Failure is an option

Venture capitalist Vinod Khosla, co-founder of Sun Microsystems, gave the keynote address at Wednesday night’s finale. Khosla said the key to entrepreneurial success is having the guts to fail.

Khosla also advised the young entrepreneurs at MIT: “Sell your heart out, with guts and a level of arrogance that’s mostly unwarranted … in-your-face bravado is absolutely essential [to entrepreneurial success].”

As an example, Khosla outlined his experience applying to MBA programs. His sights were set on Stanford, but he lacked the requisite two years’ work experience. Eager to speed the process along, Khosla took an unconventional approach, working two full-time jobs for one year. Still, Stanford hesitated. He badgered the admissions office weekly until, one week before the start of the fall semester, he called with a bold question: Where was his acceptance letter? His persistence paid off: One day before the start of classes, Khosla enrolled as a Stanford student.  

New competitive streak

This year, competitors in the $100K competition also had the opportunity to enter a new category: the Linked Data Prize, an award inspired by the work of Tim Berners-Lee, director of the World Wide Web Consortium. Berners-Lee, who served as a judge for the new contest, has championed the concept of linked data: unearthing and connecting raw data from disparate sources, thus revealing new patterns between previously unconnected records.

Three teams shared the Linked Data Prize of $10,000: Convexic, for a novel algorithm that matches job applicants with ideal positions; Link Cycle, for a collaborative online tool that improves environmental life-cycle analyses; and Upkast.

For the first time this year, $100K organizers also introduced YouPitch — an online contest challenging any student in the world to pitch a business idea, in 60 seconds or less, in the form of a YouTube video. Entries with the most “likes” made it to the final round. The inaugural YouPitch challenge generated 34 videos from four continents, including entries from Pakistan, Cameroon and Taiwan.
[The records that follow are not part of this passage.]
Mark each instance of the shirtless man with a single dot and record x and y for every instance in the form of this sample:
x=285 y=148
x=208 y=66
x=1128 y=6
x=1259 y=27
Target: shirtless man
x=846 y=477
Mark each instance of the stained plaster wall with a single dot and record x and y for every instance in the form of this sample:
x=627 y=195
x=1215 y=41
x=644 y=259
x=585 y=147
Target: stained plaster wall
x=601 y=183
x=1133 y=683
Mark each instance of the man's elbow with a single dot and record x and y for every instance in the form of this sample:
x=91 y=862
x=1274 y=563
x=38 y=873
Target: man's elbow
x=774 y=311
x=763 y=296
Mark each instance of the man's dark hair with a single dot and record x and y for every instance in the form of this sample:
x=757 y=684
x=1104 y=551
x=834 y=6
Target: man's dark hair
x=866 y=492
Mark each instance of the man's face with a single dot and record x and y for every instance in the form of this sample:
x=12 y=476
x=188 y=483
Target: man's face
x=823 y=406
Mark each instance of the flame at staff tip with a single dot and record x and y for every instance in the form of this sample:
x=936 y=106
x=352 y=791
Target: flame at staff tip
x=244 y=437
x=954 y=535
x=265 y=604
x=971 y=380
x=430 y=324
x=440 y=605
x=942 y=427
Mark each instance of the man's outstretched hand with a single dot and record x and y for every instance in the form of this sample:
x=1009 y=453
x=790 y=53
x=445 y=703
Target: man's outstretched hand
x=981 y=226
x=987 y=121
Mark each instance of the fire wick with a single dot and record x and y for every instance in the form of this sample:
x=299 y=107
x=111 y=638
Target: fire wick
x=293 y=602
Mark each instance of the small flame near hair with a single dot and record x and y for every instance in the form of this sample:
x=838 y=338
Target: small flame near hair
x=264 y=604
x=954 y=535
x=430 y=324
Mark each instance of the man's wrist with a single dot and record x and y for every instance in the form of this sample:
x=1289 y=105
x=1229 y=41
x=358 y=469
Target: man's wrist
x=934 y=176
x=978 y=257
The winning video came from Clear Ear, a team from MIT and Stanford that has developed a patent-pending earwax-removal system. While some video entries featured people pitching ideas directly to the camera, Clear Ear took a playful approach, illustrating its concept through a flipbook of hand drawings. MIT electrical engineering and computer science graduate student Michael Yung Peng and Stanford graduate Lily Truong took home $2,000 in prize money for their video pitch.

“Many of the [YouTube] entries were very innovative, both with respect to ideas as well as delivery,” said Kourosh Kaghazian, managing director of the $100K Business Plan Competition. “We're planning to make it even bigger and better for next year.”